Tabur yönetiminin çağrısı üzerine, gönüllü Biksici olarak Geverli Felek arkadaş çıktı. Felek arkadaş yirmili yaşlarında, bir elli boyundaydı. Görünüşe bakılırsa, Biksicilik ona göre bir görev değildi. Düşmanın operasyon güçleriyle iç içeydik. Her an çatışmaya girebilirdik. Sanırım bu durumun yarattığı baskıyla, tabur yönetimi fazla değerlendirmeden onayladı. Felek arkadaş Biksiyi aldı.
Xakurkeden, Zağros çadırlarına doğru harekete geçtik. Önümüzü kesmek isteyen düşmanla gün boyu çatıştık. Gece, Zağros çadırlarına doğru manevra yaparak çekildik. Gece yürürken, gönüllü biksici olan Felek arkadaş yürüyüş kolunun gerisinde kaldı. Ben artçıydım. Felek arkadaşın, Biksiyle yürümekte zorlandığını yakından gördüm. Önümüzde Lolan suyu vardı. Bir yerde Mola verdik. Molada Felek arkadaşa yardımcı olmak için, Biksinin dört şeritlik yedek mermilerini bana vermesini istedim.
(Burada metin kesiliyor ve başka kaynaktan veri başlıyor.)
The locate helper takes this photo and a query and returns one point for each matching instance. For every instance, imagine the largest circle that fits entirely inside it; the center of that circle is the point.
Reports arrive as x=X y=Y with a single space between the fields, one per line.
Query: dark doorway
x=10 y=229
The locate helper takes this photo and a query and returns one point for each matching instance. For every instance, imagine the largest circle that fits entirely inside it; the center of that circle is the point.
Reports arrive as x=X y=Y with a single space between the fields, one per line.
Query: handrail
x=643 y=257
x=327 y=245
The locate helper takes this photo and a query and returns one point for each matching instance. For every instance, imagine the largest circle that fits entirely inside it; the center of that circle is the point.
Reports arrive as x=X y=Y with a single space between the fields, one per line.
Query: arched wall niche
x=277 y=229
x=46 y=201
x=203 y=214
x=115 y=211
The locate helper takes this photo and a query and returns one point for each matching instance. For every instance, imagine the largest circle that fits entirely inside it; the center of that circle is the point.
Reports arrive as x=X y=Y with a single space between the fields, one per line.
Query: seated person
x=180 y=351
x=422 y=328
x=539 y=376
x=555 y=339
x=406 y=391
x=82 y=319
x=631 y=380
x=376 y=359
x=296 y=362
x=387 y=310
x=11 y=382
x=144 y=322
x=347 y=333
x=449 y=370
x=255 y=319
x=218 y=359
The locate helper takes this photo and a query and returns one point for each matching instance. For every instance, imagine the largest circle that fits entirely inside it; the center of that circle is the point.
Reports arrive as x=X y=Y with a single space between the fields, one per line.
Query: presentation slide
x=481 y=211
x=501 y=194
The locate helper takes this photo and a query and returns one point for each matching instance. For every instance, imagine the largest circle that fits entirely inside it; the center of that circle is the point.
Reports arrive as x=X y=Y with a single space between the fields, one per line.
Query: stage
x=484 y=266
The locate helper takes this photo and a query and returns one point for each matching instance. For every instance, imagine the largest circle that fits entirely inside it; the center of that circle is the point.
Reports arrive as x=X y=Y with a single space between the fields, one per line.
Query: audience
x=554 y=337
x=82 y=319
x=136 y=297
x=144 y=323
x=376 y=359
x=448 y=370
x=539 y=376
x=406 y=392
Felek arkadaş, bana neredeyse sert çıkarak buna gerek olmadığını söyledi ve gururlu bir üslupla:
-Yolda bana yetişemeyeceksin! dedi.
Gerçekten de öyle oldu. Lolan suyundan önce önümüzde yükselen yüksek sırtı, hiç mola vermeden ön sıralarda yürüdü. Sırttan aşağı indik. Lolan suyunun kıyısında genel mola verildi. Hiç unutmam, Mart ayının 18’iydi. Baharla birlikte karlar erimeye başladığından Lolan suyu coşmuştu. Suyun debisi, içinden yürünerek geçilmeyecek kadar yüksekti. Sel gibi akan su, önüne çıkan her şeyi alıp götürüyordu. Ayrıca suyun zirvelerden söküp, yatağında sürükleyerek götürdüğü kaya, taş ve kütükler, suyun içine girenin ayaklarını ve bedenini ezerdi. Görevli arkadaşlar, suyun hemen kıyısında yükselen iki uzun ağacı keserek karşı kıyıya devirdiler. Suyun üzerinde, dalları budanarak birleştirilen ağaçlar üzerinden karşıya geçecektik.
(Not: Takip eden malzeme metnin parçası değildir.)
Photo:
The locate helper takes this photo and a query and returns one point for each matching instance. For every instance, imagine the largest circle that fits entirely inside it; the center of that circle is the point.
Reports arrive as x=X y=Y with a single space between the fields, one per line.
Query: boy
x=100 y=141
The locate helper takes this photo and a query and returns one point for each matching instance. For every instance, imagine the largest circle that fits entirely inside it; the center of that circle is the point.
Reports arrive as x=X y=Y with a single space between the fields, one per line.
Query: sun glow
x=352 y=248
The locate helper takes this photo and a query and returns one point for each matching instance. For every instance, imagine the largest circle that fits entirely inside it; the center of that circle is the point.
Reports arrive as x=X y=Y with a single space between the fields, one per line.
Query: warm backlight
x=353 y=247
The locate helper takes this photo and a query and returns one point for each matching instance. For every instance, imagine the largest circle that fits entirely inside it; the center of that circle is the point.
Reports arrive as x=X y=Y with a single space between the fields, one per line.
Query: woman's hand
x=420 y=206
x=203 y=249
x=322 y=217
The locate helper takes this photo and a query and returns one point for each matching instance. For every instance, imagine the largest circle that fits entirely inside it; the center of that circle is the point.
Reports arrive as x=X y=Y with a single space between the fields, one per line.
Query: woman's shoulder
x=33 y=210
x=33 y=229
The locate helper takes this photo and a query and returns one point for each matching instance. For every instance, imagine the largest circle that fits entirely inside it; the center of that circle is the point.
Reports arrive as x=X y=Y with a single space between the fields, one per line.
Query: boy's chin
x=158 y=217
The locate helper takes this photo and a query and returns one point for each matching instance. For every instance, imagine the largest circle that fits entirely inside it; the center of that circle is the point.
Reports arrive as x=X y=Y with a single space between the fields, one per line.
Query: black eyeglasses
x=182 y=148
Ağaçlar ince bedenli ve yaştılar. Ben üzerine basınca bükülüp sallanıyordu. Biksim ve ağırlıklarıyla, bu pratik köprüden geçerken yaşadığım kaygıyı, sıkıntıyı, karşı kıyıya geçmeyi başardıktan hemen sonra yaktığım sigarama sığınarak yatıştırmaya çalıştım. Sırat köprüsü böyle olsa gerekti. Geçtiğimiz yerde suyun yatağı, kayalık bir boğazda daralmıştı. Zaten çok yeğin akan su, üzerinden geçtiğimiz dar boğazda sıkışarak iyice hızlanıp azgınlaşmıştı. Dar boğazın her iki yanın da kayaları hırpalayarak köpüren su, kudurmuş gibi akıyordu. Bu yeğinlikte ki suyun üzerinden, arkadaşların devirdikleri ağaç köprüden ürpererek geçtikten sonra, karşı kıyıda sığındığım sigaramı içerek, aynı köprüden karanlıkta peş peşe geçen arkadaşların siluetlerini izliyordum. Hemen kıyıda, köprünün dibindeydim. Pek çok arkadaşı siluetlerinden tanıyabiliyordum.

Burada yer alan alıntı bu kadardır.